Jablonsky entered the United States Army War College in 1951, graduating in 1952. From 1961 to 1963, he served at the Pentagon. During that time, Jablonsky led a fact-finding mission to Vietnam and, after returning, reported his observations directly to President John F. Kennedy. He commanded the 1st Armored Division at Fort Hood, Texas, during 1963. From November 1963 to January 1964, Jablonsky was acting commander of III Corps.

Jablonsky was sent to Tehran, Iran during 1964–1965, and he became chief military adviser from 1965 to 1968. As chief military adviser, Major General Jablonsky's position was "Chief, ARMISH/MAAG, Tehran, August 1965–July 1968". Jablonsky retired from service in 1968 in Killeen, Texas, where he had previously served as the commanding general of the 1st Armored Division.

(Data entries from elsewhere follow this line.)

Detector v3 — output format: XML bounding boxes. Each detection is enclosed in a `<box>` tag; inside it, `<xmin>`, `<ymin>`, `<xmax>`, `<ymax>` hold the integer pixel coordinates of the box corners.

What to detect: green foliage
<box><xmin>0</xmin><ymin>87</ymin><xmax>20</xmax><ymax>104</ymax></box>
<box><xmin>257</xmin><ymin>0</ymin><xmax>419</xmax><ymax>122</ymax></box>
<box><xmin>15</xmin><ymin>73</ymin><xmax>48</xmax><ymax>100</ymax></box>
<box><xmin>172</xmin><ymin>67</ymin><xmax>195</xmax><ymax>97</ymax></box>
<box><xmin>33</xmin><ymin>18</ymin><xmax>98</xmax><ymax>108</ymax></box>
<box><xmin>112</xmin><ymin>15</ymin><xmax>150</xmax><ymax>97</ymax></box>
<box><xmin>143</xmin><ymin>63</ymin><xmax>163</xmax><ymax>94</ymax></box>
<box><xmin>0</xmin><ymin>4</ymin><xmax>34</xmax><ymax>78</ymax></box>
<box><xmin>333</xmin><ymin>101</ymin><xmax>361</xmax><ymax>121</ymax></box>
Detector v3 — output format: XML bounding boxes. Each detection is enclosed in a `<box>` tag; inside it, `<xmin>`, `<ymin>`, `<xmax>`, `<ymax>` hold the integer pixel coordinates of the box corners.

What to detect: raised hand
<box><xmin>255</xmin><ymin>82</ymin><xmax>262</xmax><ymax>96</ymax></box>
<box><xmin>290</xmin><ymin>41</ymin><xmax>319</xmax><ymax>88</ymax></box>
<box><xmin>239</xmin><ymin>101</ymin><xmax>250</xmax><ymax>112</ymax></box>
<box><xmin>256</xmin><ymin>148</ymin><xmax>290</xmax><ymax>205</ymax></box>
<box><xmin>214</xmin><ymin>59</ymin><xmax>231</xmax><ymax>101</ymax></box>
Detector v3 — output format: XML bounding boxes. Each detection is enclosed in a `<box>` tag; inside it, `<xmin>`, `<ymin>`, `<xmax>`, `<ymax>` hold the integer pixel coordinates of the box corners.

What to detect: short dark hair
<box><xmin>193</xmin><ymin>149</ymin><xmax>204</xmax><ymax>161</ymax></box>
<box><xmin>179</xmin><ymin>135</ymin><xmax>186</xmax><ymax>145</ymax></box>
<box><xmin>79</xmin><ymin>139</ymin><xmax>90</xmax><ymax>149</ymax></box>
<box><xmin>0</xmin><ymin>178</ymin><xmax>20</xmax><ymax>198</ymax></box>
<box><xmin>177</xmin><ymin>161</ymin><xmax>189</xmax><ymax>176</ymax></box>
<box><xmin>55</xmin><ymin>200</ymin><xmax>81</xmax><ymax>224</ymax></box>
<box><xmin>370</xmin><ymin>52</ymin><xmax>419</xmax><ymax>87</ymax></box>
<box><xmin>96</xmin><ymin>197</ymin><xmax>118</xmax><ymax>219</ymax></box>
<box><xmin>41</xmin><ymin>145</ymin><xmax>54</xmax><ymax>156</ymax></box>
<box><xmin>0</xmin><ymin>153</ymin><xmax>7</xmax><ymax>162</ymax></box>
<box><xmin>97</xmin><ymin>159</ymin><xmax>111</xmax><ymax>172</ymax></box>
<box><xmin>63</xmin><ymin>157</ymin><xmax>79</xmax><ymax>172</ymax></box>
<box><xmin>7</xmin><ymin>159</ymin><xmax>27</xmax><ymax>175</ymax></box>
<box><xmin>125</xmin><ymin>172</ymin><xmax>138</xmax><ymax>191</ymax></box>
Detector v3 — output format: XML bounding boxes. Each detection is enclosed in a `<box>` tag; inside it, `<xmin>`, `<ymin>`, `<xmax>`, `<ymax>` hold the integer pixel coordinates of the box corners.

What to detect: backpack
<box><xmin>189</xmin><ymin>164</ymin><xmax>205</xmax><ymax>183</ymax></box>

For his actions in the Vietnam War, Jablonsky was awarded the Legion of Merit (for the period May 1963-February 1965) on August 13, 1965, and the Army Distinguished Service Medal (for the period August 1965-July 1968) on August 22, 1968.

==Later life and death==
Jablonsky went on to become vice president of the Northrop Corporation, where he furthered his career within the private defense sector. He was sent back to Iran in 1970 by Northrop to work on an "advanced $225 million telecommunications system".

Jablonsky died of congestive heart failure on April 4, 1989, at the Nursing Center of the Army Residence in San Antonio, Texas. He was aged 80 and was survived by his wife Virgie (died November 3, 2012), three daughters, son Colonel David Jablonsky and a stepson. He was interred at Arlington National Cemetery on April 10, 1989.